Since the show is based on Ted’s telling his children how he met their mother, I thought I’d relay the story of how I met your father. It’s not a nine year story like this program, and while I’m sure you’ve heard parts of it, I thought it should be recorded for posterity.
John and I were both students in Dr. Theta Purdue’s American History class at Western Carolina University during the winter quarter in 1977. Dr. Purdue started each Monday morning class with a five question quiz that had a significant impact on the students’ final grade.

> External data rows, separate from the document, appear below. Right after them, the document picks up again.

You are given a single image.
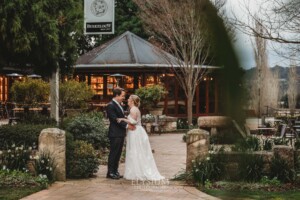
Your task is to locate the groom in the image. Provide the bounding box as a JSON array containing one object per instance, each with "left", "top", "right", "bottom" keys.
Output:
[{"left": 106, "top": 88, "right": 135, "bottom": 179}]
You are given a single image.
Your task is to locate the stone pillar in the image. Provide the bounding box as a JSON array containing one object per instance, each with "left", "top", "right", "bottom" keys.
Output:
[
  {"left": 186, "top": 129, "right": 209, "bottom": 171},
  {"left": 273, "top": 145, "right": 294, "bottom": 169},
  {"left": 39, "top": 128, "right": 66, "bottom": 181},
  {"left": 50, "top": 68, "right": 59, "bottom": 123}
]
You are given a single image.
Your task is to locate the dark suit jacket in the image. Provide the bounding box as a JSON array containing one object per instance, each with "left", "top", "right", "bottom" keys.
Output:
[{"left": 106, "top": 101, "right": 127, "bottom": 137}]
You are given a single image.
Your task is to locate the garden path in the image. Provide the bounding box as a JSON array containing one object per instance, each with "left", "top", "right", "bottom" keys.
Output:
[{"left": 23, "top": 133, "right": 218, "bottom": 200}]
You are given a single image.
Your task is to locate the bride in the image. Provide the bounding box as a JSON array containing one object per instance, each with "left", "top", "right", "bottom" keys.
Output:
[{"left": 117, "top": 95, "right": 164, "bottom": 181}]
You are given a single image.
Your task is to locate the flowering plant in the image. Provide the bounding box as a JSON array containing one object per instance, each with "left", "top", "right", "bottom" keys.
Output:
[{"left": 33, "top": 151, "right": 56, "bottom": 182}]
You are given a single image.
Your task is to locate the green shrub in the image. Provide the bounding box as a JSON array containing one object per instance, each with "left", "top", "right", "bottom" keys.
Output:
[
  {"left": 34, "top": 151, "right": 56, "bottom": 183},
  {"left": 274, "top": 138, "right": 289, "bottom": 145},
  {"left": 270, "top": 154, "right": 296, "bottom": 183},
  {"left": 263, "top": 139, "right": 273, "bottom": 151},
  {"left": 192, "top": 154, "right": 225, "bottom": 185},
  {"left": 19, "top": 114, "right": 57, "bottom": 127},
  {"left": 67, "top": 140, "right": 100, "bottom": 178},
  {"left": 0, "top": 169, "right": 48, "bottom": 188},
  {"left": 260, "top": 176, "right": 281, "bottom": 186},
  {"left": 66, "top": 112, "right": 109, "bottom": 149},
  {"left": 182, "top": 133, "right": 187, "bottom": 142},
  {"left": 0, "top": 124, "right": 54, "bottom": 150},
  {"left": 294, "top": 138, "right": 300, "bottom": 150},
  {"left": 0, "top": 144, "right": 31, "bottom": 172},
  {"left": 238, "top": 154, "right": 264, "bottom": 182},
  {"left": 232, "top": 136, "right": 260, "bottom": 152}
]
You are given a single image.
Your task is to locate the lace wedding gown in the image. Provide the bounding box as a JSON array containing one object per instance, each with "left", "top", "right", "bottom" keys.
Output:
[{"left": 124, "top": 107, "right": 164, "bottom": 180}]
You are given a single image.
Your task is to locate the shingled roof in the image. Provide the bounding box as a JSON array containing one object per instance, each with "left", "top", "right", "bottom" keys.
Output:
[{"left": 75, "top": 31, "right": 177, "bottom": 68}]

One Wednesday in February, Dr. Purdue returned the quiz from the previous Monday to the protests of John and another student, Audrey, who sat next to him. They tried to convince the good professor that they should get credit for their response to question #3. She looked at their papers and said if they could spell the answer…Thoreau…correctly before the tardy bell rang she’d give them credit.
For the next several minutes the two of them shouted out combinations of letters in attempt to earn the extra points on the quiz. T-h-r-o, T-h-a-r-o-w, T-h-a-r-o. Dr. Purdue just smiled and shook her head no as she greeted other students entering the room.

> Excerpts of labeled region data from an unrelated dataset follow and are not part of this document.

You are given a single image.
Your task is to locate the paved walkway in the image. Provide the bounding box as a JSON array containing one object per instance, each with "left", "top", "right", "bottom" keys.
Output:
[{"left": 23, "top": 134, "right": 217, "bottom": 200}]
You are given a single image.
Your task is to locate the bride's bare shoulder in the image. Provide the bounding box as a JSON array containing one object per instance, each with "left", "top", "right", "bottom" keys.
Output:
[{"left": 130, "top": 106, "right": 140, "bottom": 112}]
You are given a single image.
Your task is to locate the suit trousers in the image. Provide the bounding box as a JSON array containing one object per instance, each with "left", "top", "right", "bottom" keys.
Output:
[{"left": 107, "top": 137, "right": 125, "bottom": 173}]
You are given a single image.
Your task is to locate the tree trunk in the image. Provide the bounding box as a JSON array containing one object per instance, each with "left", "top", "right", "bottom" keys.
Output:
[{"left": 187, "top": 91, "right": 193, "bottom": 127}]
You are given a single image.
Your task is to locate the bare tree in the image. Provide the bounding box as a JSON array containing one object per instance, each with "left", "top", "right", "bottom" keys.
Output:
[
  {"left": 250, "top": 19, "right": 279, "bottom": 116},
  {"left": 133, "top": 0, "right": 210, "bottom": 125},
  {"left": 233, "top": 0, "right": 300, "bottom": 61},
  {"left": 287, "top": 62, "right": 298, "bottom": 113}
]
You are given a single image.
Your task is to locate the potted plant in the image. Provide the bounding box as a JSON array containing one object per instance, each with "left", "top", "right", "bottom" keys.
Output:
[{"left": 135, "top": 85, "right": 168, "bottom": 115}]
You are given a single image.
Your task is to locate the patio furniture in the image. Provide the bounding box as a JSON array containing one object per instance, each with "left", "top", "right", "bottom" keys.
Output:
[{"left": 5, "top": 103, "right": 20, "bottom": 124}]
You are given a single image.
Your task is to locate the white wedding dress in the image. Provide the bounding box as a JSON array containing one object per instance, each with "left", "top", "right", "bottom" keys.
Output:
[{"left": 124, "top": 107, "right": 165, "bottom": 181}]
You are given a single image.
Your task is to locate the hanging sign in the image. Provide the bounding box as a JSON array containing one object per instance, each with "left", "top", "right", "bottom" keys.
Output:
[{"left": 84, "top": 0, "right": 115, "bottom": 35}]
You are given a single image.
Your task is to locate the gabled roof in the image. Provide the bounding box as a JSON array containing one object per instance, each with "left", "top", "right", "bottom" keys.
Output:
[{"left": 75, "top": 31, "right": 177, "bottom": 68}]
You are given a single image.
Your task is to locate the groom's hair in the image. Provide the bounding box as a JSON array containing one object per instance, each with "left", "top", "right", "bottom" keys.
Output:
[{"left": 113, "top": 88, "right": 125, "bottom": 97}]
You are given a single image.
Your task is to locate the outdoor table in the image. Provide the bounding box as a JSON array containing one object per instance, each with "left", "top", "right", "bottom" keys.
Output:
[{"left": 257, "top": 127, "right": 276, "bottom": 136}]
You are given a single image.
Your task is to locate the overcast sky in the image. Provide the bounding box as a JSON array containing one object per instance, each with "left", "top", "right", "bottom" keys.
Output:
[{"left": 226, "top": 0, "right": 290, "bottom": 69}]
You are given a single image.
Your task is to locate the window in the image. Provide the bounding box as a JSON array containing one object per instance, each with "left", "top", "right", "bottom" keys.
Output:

Finally, I decided to show some mercy. I leaned forward and whispered to John, T-h-o-r-e-a-u. His response, “Say that again so I can write it down.”
T-h-o-r-e-a-u. In unison, he and Audrey correctly spelled the answer and true to her word, Dr. Purdue added points to their score.
During class John started speaking to the girl who could spell. I’m not sure how things would have worked out if I misspelled Thoreau or if he had been able to spell Henry David’s last name on his own. But in any case, we were brought together by a 19th century transcendentalist, poet, author, philosopher, and naturalist. Not exactly Match.com.
Of course, this is my version of how I met your father; if you want to get the other side of the story, feel free; but remember, it may be a long, drawn out story with twists and turns along the way much like the one Ted’s been sharing with this children for the last nine seasons.